Das ist nicht ganz fair, "Green Book" weiß seine beiden Hauptfiguren, ihre Stärken und Defizite sehr viel smarter gegeneinander auszubalancieren als frühere Melodramen über die Freundschaft zwischen den Rassen. Vor allem hat es der Film geschafft, sich trotz einer ganzen Welle schlechter Presse zu behaupten. Im Vorfeld tauchten alte rassistische Tweets eines der Drehbuchautoren auf, dann musste sich der Regisseur Peter Farrely für vergangene Penis-Streiche entschuldigen, schließlich zweifelte die Familie des verstorbenen, im Film porträtierten Musikers Don Shirley die Wahrhaftigkeit der Geschichte an und sah sein Erbe beschädigt.
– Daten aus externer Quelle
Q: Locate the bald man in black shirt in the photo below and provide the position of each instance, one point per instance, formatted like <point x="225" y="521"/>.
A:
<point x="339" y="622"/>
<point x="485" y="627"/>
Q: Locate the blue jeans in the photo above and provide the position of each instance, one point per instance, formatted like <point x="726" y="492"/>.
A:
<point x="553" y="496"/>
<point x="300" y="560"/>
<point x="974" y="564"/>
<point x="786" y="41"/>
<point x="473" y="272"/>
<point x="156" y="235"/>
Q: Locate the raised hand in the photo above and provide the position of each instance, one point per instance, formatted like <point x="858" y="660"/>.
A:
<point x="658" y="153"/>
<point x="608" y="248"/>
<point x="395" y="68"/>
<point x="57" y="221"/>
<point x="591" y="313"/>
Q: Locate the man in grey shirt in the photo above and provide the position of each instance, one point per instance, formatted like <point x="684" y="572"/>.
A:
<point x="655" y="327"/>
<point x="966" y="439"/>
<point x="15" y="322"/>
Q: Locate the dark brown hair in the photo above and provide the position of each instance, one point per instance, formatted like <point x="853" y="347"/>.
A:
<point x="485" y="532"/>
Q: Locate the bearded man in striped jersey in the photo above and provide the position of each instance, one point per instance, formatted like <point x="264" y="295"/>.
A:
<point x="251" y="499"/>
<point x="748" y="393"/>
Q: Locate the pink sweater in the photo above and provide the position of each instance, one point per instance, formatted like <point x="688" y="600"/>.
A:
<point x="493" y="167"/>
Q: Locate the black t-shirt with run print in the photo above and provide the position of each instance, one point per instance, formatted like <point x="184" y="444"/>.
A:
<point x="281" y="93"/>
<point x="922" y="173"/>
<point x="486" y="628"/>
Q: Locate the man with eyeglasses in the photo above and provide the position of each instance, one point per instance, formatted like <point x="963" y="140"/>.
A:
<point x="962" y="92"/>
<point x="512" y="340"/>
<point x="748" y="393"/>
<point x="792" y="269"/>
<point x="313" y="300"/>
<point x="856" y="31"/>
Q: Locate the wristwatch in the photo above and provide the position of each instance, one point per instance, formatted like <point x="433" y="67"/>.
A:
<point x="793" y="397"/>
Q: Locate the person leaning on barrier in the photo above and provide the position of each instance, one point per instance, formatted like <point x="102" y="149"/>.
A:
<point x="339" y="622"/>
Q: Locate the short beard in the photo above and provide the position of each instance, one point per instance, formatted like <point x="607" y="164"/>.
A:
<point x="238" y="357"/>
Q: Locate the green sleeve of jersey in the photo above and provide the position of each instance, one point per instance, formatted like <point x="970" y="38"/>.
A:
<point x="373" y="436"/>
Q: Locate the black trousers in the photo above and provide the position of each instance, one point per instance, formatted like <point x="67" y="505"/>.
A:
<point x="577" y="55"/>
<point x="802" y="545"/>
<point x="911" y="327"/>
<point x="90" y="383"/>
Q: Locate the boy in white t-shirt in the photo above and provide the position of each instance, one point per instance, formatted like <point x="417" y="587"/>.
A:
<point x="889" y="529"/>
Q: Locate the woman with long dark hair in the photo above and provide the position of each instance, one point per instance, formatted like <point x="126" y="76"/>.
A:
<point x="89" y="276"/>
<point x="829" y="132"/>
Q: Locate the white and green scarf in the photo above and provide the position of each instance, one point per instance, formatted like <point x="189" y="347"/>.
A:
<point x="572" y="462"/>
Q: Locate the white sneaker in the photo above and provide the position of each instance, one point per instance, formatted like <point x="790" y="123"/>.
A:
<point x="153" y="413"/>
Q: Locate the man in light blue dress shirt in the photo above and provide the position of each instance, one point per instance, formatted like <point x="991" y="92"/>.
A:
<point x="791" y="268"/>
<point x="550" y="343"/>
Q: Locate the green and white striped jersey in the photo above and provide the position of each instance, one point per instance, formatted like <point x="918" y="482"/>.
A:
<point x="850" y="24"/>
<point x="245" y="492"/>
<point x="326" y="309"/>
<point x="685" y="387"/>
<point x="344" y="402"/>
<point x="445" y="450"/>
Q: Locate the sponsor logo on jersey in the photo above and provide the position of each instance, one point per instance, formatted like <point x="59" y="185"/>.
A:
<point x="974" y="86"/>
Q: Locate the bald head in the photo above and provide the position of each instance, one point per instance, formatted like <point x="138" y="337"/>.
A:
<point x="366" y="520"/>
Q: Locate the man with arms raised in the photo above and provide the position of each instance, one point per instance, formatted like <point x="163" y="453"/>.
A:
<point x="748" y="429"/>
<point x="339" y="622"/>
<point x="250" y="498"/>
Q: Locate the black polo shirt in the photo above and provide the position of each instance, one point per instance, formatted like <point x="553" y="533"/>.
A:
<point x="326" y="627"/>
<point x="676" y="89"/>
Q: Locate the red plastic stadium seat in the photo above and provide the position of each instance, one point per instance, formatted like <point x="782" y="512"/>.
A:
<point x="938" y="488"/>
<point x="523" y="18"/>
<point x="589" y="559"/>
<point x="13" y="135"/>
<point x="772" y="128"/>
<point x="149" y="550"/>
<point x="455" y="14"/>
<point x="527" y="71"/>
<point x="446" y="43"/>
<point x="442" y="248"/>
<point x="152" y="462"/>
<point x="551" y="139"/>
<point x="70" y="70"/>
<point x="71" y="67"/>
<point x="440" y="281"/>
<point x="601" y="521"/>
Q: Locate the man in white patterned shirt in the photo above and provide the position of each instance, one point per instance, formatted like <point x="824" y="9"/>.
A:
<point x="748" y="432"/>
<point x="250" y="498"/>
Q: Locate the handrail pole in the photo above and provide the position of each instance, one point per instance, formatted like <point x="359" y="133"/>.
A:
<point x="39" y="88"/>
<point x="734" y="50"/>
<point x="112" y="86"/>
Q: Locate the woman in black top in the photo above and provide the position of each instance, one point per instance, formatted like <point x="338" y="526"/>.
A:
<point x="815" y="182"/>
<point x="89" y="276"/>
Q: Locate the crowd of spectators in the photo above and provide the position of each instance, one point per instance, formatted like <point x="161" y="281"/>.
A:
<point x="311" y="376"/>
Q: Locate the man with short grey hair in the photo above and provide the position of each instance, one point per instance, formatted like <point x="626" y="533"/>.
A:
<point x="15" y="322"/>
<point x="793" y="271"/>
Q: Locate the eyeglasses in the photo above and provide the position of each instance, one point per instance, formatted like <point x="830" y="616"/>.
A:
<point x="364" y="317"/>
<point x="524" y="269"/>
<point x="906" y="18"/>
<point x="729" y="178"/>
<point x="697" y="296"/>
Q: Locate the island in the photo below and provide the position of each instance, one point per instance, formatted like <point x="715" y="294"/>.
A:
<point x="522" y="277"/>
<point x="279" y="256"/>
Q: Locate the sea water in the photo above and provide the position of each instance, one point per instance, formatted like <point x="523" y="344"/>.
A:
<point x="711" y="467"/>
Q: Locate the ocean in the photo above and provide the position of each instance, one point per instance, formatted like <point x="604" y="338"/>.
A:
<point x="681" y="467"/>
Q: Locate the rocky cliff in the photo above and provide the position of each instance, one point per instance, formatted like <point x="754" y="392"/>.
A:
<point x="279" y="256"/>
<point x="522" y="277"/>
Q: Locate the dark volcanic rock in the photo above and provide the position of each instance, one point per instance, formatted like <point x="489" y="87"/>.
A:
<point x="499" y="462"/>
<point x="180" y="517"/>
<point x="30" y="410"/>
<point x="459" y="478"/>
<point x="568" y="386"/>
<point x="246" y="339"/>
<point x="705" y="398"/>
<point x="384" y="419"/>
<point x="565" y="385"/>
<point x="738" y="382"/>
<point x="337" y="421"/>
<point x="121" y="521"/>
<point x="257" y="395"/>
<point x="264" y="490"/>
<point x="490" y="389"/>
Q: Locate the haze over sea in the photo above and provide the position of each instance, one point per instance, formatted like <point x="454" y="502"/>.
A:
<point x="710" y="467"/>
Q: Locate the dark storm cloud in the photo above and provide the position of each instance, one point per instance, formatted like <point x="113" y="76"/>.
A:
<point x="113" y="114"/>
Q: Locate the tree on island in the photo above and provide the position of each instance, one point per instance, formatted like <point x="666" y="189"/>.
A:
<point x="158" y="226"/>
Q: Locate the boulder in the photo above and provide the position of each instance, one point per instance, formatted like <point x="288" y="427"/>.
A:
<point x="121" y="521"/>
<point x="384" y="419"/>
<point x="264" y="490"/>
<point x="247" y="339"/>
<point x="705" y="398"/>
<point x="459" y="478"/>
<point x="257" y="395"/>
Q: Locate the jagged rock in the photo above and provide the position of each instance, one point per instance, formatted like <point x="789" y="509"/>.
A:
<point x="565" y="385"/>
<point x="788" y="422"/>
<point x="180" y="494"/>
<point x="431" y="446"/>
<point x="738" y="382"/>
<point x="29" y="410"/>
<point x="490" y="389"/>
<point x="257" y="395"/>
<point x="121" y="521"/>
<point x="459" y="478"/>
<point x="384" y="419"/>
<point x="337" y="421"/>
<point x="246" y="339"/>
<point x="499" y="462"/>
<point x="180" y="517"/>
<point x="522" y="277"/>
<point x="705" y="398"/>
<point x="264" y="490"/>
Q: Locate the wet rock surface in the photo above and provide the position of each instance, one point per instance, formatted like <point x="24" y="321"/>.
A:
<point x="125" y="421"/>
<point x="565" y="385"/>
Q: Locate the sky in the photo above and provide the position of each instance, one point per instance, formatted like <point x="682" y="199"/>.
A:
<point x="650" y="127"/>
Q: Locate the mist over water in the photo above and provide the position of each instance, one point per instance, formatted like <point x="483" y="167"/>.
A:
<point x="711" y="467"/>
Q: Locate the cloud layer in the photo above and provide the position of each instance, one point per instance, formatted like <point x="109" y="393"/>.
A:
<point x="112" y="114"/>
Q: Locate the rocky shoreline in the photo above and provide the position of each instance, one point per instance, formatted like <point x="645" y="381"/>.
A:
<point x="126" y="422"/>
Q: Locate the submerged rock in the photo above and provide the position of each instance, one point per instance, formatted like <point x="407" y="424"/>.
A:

Wenn man allerdings weiß, wie hart Oscarkampagnen-Manager für ihr Geld arbeiten, und wie sehr es dabei dazugehört, auch Recherchen über die Konkurrenz zu beauftragen, um diese in der Presse denkbar schlecht aussehen zu lassen - dann wirkt dieser Sieg im Nachhinein fast wie eine Unabhängigkeitserklärung der Academy. Wir urteilen hier immer noch über die Filme selbst, scheinen die Oscarwähler damit zu sagen - und "Green Book" hat uns halt einfach gefallen.

Über völlige Missachtung kann sich das "Roma"-Team aber auch nicht beklagen, besonders nicht Alfonso Cuarón. Der war als sein eigener Kamermann nominiert, als Regisseur des besten fremdsprachigen Films, als Bester Regisseur und als Produzent des Besten Films. In so vielen Rollen für dasselbe Werk anzutreten, das gab es noch nie. Und bis auf die letzte, die Königskategorie, hat Cuarón auch alles gewonnen, wobei er unter anderem Florian Henckel von Donnersmarck mit seinem "Werk ohne Autor" keine Chance ließ. "Hier oben zu stehen wird nie langweilig", sagte der Mexikaner, als er zum dritten Mal auf der Bühne war.

Die größte Überraschung des Abends kam, als die Beste Hauptdarstellerin ausgerufen wurde - und dann nicht der Name fiel, der vorab als sicherster Oscartipp überhaupt galt: Glenn Close. Der Sieg ging stattdessen an die Engländerin Olivia Colman, die in "The Favourite" sehr eindrucksvoll Queen Anne spielt - eine Monarchin voller Trauer und Selbzweifel, ohne jede Lust aufs Regierungsgeschäft, aber besessen von ihren höfischen Gespielinnen und gerade in ihrer Sprunghaftigkeit ziemlich grausam. Eine einzigartige Performance, aber Colman wirkte bei ihrer Dankesrede doch total überrascht - und deshalb sehr lebensecht.

Ein anderer denkwürdiger Moment waren die Blicke von Lady Gaga und Bradley Cooper bei Vortrags ihres Duetts "Shallow" aus dem Film "A Star Is Born", das dann auch als Bester Song gewann. Muss man soviel Innigkeit wirklich schauspielern, um die Botschaft des gemeinsamen Werks noch einmal zu transportieren? Das fragte sich die Welt in diesem Augenblick nicht zum ersten Mal. Bradley Coopers Frau, die neben ihm in der ersten Reihe immer wieder eingeblendet wurde, schien angesichts dieses Spektakels jedoch noch erstaunlich entspannt.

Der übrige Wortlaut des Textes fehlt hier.